The dividend stands as another benefit with this stock. Because of the 90% payout requirement, profits from people’s downsizing will flow directly into the pockets of investors. Right now, the annual dividend stands at $8.00 per share. This amounts to a yield of around 3.75%.

The one caveat to this investment strategy is that buyers should expect a delayed reaction before uncertainty starts helping PSA stock. This makes sense as people tend to put off the kind of downsizing that requires storage facilities until they have struggled to find new work for a time and finally make the difficult decision to move in with others. Hence, if the downturn occurs, investors should probably wait until pessimism reaches a fever pitch. Still, for investors who can buy PSA stock on sale, they should enjoy strong profits and a healthy dividend.

Healthcare REITs to Buy – Ventas, Inc. (VTR)

Chicago-based Ventas, Inc. (NYSE:VTR) owns a portfolio of over 1,200 healthcare-related properties spread across the U.S., Canada, and the U.K. The company diversifies itself across the healthcare sector, operating properties designed for senior housing, medical office, hospitals, skilled nursing, and others.
Ventas boasts a compound annual total shareholder return of 24% since 2000. Some credit CEO Debra Cafaro with anticipating the 2008 financial crisis and accumulating the cash needed to weather the downturn.  VTR price fell into the teens at the depths of the crisis but has since quadrupled from those levels.
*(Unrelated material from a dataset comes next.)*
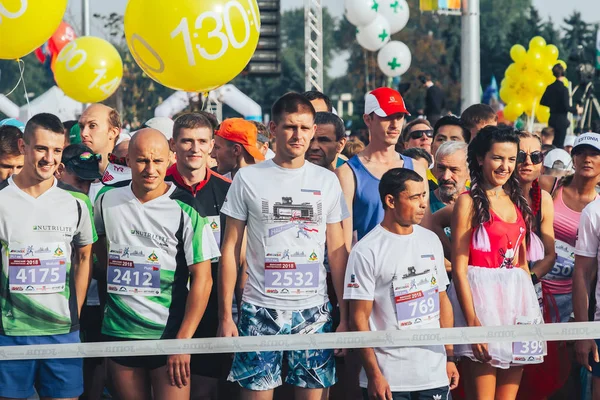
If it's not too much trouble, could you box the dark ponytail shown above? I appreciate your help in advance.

The dividend also remained steady during the crisis. Since that time, it has moved steadily higher. The annual dividend stands at $3.16 per share, bringing the dividend yield to about 5.75%.
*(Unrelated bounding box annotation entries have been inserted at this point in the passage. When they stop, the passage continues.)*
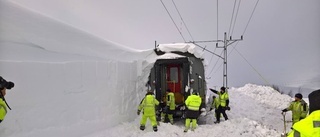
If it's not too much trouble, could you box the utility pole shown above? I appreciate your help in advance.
[216,32,243,88]
[187,32,243,88]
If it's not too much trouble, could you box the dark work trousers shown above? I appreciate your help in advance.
[217,106,228,121]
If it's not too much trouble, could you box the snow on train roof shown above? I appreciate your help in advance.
[157,43,203,58]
Assuming analyst estimates hold, that dividend should increase. This year, Wall Street expects earnings of $4.03 per share. This gives VTR stock a forward ratio of just over 13.5 when compared with FFO. Analysts expect only modest profit growth in future years. Still, the low valuation and an increasing dividend make VTR an excellent choice in REITs to buy.
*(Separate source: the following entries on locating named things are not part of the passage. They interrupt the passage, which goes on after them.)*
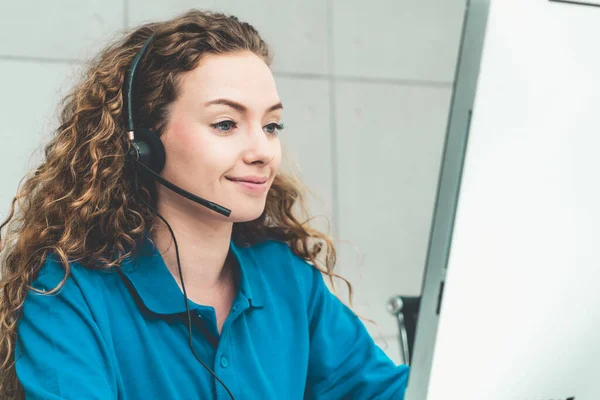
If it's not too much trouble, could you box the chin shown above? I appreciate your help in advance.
[222,204,265,223]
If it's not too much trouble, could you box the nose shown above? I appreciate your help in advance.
[243,122,279,165]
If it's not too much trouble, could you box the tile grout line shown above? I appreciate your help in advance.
[327,0,340,240]
[0,55,452,88]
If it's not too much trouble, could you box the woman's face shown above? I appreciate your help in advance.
[158,52,282,222]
Telecom REITs to Buy – American Tower Corp (AMT)

Source: Shutterstock

American Tower Corp (NYSE:AMT) has become a dominant player in the telecom space. It owns about 150,000 cell towers, more than its nearest peers Crown Castle In/SH SH (NYSE:CCI) and SBA Communications Corporation (NASDAQ:SBAC) combined.

The company earned $6.38 per share last year in FFO funds attributable to common stockholders. Using this figure, AMT’s current valuation is 22. And the valuation has not fallen far below that level in many years, even at the height of the financial crisis. It also trades at a lower multiple than either CCI or SBAC stock. Investors should also take note of profits. Wall Street anticipates a consensus profit of $7.05 per share of AFFO profits this fiscal year and $8.04 this year, a 14% increase.

The stock achieved penny stock status when it fell to 60 cents per share following the dot-com bust of the early 2000s. However, the stock did not earn a profit or classify itself as a REIT at this time. The stock has also seen a steady rate of upward movement since its penny stock days.

Moreover, those who bought at or near the 60 cents per share level and held on have been generously rewarded. With an annual dividend of $3.08 per share, they now earn a five-fold return this year alone without selling a single share. Today, AMT stock trades at around $140 per share. So even shareholders who buy now enjoy a yield of 2.2%.

Though modest by REIT standards, that yield should rise as 5G utilizes a larger amount of the real estate leased by AMT. Also, with double-digit profit growth and a steady pace of stock price increases, AMT stock is well-positioned to continue profiting its stockholders.